Understanding The Real Estate Market Cycles and How They Affect You While Trying To Sell Your House

The real estate market is a very dynamic and sometime un-predictable sector. There are great chances of succeeding in this sector provided you have the right information at the right time, and are selling at the right location. As an individual looking to buy or sell a home, it is vital that you learn key characteristics of each real estate market cycle. These cycles are based on geographic locations and will be different in every country, state, or city. This explains why you may be trying to sell your house in a certain region and only getting very low price offers. It only means that the market cycle in that area of the country is not currently favorable for property sale.

Therefore, to succeed in selling or buying a home in your locality means you have to learn the history of the area’s real estate market cycle. In general, the real estate market cycles are classified into 4 phases. For those who took an economics 101 lesson, these phases are easy to relate with. They include; Recovery, Expansion, Hyper Supply, and Recession.

Let’s delve into each of these cycles in detail;

1. Recovery

The real estate market has no real beginning; so we pick this phase as the arbitrary starting point. This phase begins at the lowest point of the market cycle and occurs when the excess construction that occurred during the previous cycle (Recession) has finally stopped.

Due to the excess construction that was in the previous cycle, this cycle inherits an oversupply of inventory. New construction is virtually non-existent or excessively low in this phase. Instead, the demand growth experienced slowly absorbs the existing oversupply of inventory.

This phase is characterized by high yet stabilized unemployment levels, many home foreclosures, and great fear in the general population. Many individuals will opt to stay as far away as possible from the real estate market in this cycle; citing the fear of losing their properties like in the previous cycle.

However, this is a great phase for one to buy a property. At this time, there are still sellers wanting to dispose their properties because they think prices will continue to fall. Therefore, house prices are low and a great time to make a buy.

2. Expansion

During the expansion cycle, there is confidence again in the real estate market as it starts showing signs of growth.
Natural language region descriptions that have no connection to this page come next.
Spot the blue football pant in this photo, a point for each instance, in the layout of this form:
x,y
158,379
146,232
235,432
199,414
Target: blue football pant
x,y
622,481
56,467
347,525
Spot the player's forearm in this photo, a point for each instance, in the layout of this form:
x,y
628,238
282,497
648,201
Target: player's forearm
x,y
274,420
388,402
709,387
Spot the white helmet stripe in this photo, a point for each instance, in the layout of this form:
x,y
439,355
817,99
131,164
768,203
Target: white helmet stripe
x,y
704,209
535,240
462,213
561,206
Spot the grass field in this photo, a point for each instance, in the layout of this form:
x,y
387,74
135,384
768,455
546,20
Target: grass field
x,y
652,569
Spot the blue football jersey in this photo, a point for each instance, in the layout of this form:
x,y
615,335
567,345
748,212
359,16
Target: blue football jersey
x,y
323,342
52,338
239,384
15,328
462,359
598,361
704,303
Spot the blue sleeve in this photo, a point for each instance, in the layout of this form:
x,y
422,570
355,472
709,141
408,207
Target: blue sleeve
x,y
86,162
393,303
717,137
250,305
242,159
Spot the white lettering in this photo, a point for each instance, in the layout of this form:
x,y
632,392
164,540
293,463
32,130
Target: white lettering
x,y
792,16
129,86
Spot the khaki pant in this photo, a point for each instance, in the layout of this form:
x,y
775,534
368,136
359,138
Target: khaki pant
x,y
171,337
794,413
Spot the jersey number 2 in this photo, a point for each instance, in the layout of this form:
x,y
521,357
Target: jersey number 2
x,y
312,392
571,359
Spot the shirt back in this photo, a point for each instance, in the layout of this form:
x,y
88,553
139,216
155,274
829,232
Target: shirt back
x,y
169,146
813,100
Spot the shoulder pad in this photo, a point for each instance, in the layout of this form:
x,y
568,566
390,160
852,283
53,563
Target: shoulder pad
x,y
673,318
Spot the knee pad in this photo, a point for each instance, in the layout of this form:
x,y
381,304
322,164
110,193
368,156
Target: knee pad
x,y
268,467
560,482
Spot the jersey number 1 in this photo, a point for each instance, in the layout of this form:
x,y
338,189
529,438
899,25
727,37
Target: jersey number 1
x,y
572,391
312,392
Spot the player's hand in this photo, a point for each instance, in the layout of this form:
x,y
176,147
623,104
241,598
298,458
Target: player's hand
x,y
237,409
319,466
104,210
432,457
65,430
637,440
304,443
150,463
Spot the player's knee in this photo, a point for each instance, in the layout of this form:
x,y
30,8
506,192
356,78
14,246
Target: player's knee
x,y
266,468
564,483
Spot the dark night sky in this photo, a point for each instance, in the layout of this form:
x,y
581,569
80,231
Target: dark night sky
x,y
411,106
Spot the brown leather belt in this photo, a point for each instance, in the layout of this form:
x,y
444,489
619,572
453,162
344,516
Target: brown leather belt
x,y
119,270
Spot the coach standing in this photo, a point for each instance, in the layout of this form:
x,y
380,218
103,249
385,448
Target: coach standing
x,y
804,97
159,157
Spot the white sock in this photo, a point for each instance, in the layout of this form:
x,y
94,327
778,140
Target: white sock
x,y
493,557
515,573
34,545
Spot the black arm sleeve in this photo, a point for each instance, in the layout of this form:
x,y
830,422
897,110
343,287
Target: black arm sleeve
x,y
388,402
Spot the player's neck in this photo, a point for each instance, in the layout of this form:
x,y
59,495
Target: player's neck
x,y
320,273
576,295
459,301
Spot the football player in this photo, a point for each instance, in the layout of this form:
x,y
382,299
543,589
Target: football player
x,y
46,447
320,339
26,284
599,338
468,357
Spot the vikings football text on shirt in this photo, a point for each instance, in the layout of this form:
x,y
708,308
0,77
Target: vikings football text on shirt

The area is experiencing population and business growth. People are coming into the area because of good job prospects, better living standards and access to good amenities and facilities. Due to the growth, home buyers are in a buying mood.

The population and business growth creates demand and real estate developers begin to build new homes and commercial properties to cater for the demand. Prices start rising because of high demand by buyers, rents start going up because of high demand by tenants, and people generally become optimistic about the future. This is also a great time to make purchases or sale of property in the market.

Eventually, the growth accelerates to a new point where now sellers are pricing property at its current value, plus a premium in anticipation of its future worth. This gives birth to the “real estate bubble”, as rents and prices rise further.

3. Hyper Supply

During this cycle, the supply of new construction continues to come in from the previous cycle but now demand starts to decline. People can no longer purchase properties because their income levels are not growing at the same pace as the prices in the real estate market.

Occupancy rates in constructed properties fall and rental growth slows. Worse still, construction of new properties continues and leads to an oversupply in the market. If the construction continues to accelerate more than demand and occupancy drops below the long term average, the real estate market plunges into a severe downtown.

4. Recession

This is a very catastrophic cycle of the real estate market. Here, there is massive oversupply of property and unmatched demand (negative demand growth). This causes rents to be lowered and vacancy rates to rise as people are either moving to new areas in search of cheaper rentals, or moving back to live their families. In the end, many property owners face the possibility of incurring massive losses.

There is a high number of foreclosures in this phase as many homeowners find themselves unable to pay their mortgage with decreasing rents and increased vacancies in their properties. Excessively high prices caused by the Hyper supply phases prompts the Federal reserve to raise interest rates to slow down new construction.

In Conclusion;

It is paramount for any individual dealing in real estate to understand all the cycles of the real estate market in their area of preference. More importantly, they should know the cycle which their area is facing in order to make an informed decision.